Study Shows Link Between Men's Height and Risk of Prostate Cancer
By
WebMD Health News
Reviewed by Louise Chang, MD

Sept. 3, 2008 -- The long and short of it is that if you're a tall or leggy man, you may have a slightly higher risk of developing prostate cancer than men of more modest height.

And if you do get prostate cancer, there's a somewhat greater chance that it will be a more aggressive type. 

That's the conclusion of British researchers, who looked at data on more than 9,000 men and found that the taller they come, the higher the prostate cancer risk, and the better the odds that the cancer will be a more serious high-grade form.

Compared with other risk factors for prostate cancer, such as age and race, being height-advantaged adds only slightly to a man's chances of developing the disease.

Some of the factors that make men tall may also raise their prostate cancer risk, says researcher Luisa Zuccolo, MSc, a PhD candidate in the department of social medicine at Bristol University in England.

"A better growth, and possibly a more rapid growth, we find associated with a very modest increase in risk of prostate cancer and a slightly greater risk of more progressive disease," Zuccolo tells WebMD. 

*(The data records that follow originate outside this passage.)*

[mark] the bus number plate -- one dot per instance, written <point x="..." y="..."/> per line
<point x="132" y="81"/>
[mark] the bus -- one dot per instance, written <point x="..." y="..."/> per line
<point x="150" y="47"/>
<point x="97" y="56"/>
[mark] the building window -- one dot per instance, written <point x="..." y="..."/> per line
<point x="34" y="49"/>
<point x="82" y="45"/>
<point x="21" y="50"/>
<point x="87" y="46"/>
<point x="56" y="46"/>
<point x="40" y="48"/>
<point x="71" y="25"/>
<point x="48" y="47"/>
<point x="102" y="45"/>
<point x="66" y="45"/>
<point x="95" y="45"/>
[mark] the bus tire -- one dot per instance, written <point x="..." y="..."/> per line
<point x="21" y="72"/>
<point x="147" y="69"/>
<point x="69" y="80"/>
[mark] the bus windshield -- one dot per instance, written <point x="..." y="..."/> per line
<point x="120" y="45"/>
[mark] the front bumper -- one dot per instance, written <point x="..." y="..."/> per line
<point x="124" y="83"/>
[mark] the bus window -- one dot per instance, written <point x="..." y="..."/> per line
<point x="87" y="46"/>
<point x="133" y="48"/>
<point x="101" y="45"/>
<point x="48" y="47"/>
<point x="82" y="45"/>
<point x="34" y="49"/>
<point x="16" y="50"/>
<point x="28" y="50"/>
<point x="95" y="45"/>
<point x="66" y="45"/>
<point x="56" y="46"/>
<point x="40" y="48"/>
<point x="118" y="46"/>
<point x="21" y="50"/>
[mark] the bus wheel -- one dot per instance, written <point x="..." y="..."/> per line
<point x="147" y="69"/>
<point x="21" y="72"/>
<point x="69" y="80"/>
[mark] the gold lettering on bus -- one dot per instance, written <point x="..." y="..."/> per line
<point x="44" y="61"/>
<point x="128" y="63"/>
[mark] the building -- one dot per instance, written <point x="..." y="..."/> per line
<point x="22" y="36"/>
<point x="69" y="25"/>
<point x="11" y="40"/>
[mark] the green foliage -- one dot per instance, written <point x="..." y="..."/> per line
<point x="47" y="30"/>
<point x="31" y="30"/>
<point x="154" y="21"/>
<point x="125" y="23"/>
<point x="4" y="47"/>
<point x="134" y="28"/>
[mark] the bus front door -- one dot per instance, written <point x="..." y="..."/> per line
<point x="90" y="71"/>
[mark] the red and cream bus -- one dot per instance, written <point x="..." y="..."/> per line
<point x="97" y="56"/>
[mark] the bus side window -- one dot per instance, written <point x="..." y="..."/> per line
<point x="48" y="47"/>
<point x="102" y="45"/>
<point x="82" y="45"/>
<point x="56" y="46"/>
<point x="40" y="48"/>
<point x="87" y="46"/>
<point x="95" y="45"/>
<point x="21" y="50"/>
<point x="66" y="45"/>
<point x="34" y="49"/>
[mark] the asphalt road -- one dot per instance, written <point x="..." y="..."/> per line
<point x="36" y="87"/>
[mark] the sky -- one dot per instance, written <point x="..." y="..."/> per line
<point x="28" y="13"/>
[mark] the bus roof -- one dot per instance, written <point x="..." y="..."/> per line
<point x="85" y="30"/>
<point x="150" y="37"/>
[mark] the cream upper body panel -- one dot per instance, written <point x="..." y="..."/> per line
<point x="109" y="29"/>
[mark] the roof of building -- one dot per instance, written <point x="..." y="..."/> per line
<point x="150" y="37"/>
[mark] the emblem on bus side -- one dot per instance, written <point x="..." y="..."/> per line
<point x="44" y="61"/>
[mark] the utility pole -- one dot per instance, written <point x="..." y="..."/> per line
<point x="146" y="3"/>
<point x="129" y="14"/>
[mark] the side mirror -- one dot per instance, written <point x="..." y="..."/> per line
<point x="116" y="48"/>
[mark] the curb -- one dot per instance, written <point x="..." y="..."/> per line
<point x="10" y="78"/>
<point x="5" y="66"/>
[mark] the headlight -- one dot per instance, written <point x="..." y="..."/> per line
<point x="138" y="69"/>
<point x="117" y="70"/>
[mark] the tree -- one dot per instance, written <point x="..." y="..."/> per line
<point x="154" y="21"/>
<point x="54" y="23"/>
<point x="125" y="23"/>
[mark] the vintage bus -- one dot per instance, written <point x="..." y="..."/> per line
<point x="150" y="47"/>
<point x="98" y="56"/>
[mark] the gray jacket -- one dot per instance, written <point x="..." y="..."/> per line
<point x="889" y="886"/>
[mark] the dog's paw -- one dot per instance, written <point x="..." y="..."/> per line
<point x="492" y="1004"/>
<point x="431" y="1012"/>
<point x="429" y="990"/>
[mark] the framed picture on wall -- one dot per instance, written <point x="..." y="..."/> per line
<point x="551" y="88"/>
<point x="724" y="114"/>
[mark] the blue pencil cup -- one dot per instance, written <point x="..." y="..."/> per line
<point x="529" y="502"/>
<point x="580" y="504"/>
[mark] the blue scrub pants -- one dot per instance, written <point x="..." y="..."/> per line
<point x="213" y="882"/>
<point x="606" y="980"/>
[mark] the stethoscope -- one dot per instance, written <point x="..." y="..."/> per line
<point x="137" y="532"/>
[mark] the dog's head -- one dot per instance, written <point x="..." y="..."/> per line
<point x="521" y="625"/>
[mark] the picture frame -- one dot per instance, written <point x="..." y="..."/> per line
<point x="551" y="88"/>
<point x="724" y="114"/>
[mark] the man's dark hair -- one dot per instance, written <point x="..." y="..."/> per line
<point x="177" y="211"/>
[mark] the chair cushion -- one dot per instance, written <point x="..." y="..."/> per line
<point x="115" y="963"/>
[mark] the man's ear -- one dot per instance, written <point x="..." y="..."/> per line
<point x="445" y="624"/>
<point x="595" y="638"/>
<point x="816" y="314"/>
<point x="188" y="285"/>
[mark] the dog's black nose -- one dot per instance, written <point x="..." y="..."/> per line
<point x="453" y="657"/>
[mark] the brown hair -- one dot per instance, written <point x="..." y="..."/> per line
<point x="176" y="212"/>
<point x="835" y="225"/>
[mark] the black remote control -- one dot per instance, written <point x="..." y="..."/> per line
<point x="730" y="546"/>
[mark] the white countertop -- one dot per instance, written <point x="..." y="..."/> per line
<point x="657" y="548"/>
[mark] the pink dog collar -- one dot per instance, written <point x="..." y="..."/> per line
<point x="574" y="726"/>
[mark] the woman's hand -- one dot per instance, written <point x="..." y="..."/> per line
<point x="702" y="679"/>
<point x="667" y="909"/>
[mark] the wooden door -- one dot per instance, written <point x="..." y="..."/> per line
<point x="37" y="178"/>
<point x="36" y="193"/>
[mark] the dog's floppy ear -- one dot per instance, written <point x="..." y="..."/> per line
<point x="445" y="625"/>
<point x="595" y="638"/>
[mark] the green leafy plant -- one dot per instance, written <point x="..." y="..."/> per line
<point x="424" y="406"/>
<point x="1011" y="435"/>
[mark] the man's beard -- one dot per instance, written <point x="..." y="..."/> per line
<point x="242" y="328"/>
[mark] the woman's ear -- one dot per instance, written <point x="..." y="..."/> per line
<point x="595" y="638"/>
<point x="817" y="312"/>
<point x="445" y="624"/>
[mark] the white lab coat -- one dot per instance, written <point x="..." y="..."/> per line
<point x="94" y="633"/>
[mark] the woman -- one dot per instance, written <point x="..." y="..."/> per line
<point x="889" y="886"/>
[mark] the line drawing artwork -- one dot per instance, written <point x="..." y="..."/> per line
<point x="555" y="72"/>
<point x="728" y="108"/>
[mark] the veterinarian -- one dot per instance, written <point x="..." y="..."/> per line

The study should not, however, be cause for concern among the altitudinally gifted, says Anthony D'Amico, MD, PhD, chief of genitourinary radiation oncology at the Brigham & Women's Hospital and Dana-Farber Cancer Institute in Boston.

"My bottom line on this study right now is that it's very interesting, but it's not in my opinion ready to act on in terms of clinical implications," D'Amico tells WebMD. "In other words, I don't think we should screen people who are taller at a younger age, because I don't think the level of evidence is strong enough to support that taller people are more likely to get high-grade cancers."

Height-Cancer Link

The researchers speculate that levels of a hormone known as insulin-like growth factor-I (IGF-1) in childhood may play a role in cancer risk. Taller men tend to have had higher blood levels of IGF-1 in childhood, and higher blood levels of the growth factor in adulthood have been linked to higher prostate cancer risk.

To find the height-cancer link, they looked at data on 1,357 men ages 50 to 69 who were taking part in a study of prostate cancer therapies, and at an additional 7,990 healthy men. They also combed through studies of a possible link between height and prostate cancer and pooled the results as a means of confirming their findings.

They found that among men in the cancer treatment study, every 10 centimeter (3.9 inch) increase in height was associated with about a 6% increase in prostate cancer risk. But this trend wasn't statistically significant, meaning it could a chance finding. The researchers found significant degree of risk (6% for every 10 centimeter increase in height) when they looked at the combined results of 58 separate studies of prostate cancer and height.

They also found that height, especially in men with longer legs, was also associated with about a 12% to 23% increase in risk for more aggressive high-grade prostate cancer. Taller men did not, however, appear to be at any greater risk for low-grade, slower-growing prostate cancer.

The study appears in the September issue of Cancer Epidemiology Biomarkers & Prevention.